NCJ Number
110471
Journal
New England Law Review Volume: 22 Issue: 2-3 Dated: (December 1987) Pages: 315-339
Date Published
1987
Length
25 pages
Annotation
This article examines the Supreme Court's standard of value for an obscenity conviction and discusses whether it is as precise and workable as it could be.
Abstract
In Miller v. California, the U.S. Supreme Court established the standard for an obscenity conviction under the Constitution. A work will be found to be obscene if 'taken as a whole, (it) lacks serious literary, artistic, political, or scientific value.' However, the words of the Miller definition of obscenity raise litigable issues of interpretation.

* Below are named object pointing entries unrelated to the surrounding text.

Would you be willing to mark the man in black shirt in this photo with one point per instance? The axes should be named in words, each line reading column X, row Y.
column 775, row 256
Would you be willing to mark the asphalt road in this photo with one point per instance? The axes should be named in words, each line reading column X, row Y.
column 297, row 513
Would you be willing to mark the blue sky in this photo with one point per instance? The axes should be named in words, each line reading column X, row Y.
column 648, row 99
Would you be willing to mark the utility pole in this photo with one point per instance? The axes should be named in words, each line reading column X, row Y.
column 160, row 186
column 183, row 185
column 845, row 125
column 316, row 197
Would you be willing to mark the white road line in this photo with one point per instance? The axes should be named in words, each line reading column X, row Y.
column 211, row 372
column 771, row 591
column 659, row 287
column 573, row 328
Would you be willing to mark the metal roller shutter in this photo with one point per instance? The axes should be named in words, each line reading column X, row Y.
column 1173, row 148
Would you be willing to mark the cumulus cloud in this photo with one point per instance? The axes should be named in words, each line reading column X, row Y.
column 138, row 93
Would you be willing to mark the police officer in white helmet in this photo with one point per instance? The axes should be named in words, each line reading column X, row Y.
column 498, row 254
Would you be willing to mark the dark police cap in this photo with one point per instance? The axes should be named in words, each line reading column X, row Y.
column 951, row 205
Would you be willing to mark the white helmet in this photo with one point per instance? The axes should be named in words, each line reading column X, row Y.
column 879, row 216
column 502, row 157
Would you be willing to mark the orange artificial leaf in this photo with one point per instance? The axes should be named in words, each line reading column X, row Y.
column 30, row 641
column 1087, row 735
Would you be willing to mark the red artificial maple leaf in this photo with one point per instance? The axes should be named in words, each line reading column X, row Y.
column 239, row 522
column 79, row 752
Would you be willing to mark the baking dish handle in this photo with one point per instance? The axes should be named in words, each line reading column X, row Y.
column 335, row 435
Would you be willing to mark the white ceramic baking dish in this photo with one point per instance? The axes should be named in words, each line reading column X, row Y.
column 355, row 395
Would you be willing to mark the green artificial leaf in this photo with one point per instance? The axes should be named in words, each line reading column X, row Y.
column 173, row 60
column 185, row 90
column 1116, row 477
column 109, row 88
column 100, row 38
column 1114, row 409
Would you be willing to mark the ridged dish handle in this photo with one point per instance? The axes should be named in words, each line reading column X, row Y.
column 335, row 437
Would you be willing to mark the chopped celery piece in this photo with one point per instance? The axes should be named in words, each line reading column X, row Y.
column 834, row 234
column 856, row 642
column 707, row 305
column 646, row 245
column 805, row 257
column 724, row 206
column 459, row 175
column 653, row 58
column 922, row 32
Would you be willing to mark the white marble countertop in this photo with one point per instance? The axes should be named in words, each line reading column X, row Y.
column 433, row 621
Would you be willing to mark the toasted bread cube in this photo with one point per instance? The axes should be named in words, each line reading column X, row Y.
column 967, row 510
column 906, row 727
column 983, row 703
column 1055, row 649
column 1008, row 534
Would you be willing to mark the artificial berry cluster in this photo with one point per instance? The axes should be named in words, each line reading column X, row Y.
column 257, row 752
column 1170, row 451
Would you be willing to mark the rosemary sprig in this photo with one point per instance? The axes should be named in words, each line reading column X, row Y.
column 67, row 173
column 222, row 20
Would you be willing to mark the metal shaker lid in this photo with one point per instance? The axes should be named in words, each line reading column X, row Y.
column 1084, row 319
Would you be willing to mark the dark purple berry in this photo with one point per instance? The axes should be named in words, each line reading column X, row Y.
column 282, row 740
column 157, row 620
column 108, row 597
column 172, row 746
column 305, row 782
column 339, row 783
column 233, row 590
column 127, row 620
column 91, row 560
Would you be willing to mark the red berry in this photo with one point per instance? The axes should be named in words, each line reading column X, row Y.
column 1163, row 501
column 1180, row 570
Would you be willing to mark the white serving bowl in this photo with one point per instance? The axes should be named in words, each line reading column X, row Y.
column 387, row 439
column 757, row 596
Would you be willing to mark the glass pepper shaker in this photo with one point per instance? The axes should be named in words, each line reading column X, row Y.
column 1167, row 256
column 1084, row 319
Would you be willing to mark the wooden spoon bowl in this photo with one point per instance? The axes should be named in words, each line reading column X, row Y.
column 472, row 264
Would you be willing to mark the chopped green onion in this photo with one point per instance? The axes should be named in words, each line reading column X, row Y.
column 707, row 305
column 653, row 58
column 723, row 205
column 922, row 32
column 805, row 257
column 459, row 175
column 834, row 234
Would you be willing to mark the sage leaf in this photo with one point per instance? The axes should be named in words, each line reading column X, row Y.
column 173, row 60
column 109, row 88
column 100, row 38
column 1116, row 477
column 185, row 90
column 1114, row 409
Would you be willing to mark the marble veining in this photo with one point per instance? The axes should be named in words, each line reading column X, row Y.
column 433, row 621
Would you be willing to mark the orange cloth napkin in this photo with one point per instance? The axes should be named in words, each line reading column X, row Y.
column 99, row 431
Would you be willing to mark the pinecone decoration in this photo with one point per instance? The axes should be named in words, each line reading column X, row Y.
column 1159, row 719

Interpretive difficulties occur with each element of the definition: what does considering the work 'as a whole' mean; what does 'lack' of value mean; and how can 'serious' ideas and 'serious' values can be defined. Additionally, the concept of artistic, literary, political and scientific value, is open to interpretation as is how these categories incorporate symbols and ideas. How pornography relates to the question of value and how a jury might interpret an expert's testimony on the absence of value in a work purporting to be literary, artistic, scientific, or political, is questionable. Cases following Miller have not resolved whether a contemporary community standards test should also be applied to the issue of 'serious value' in the Miller obscenity test. The Supreme Court should not feel obliged to adopt a more liberalized standard for obscenity because it finds the Miller test imprecise and because it thinks such action is mandated by the constitution. 118 footnotes.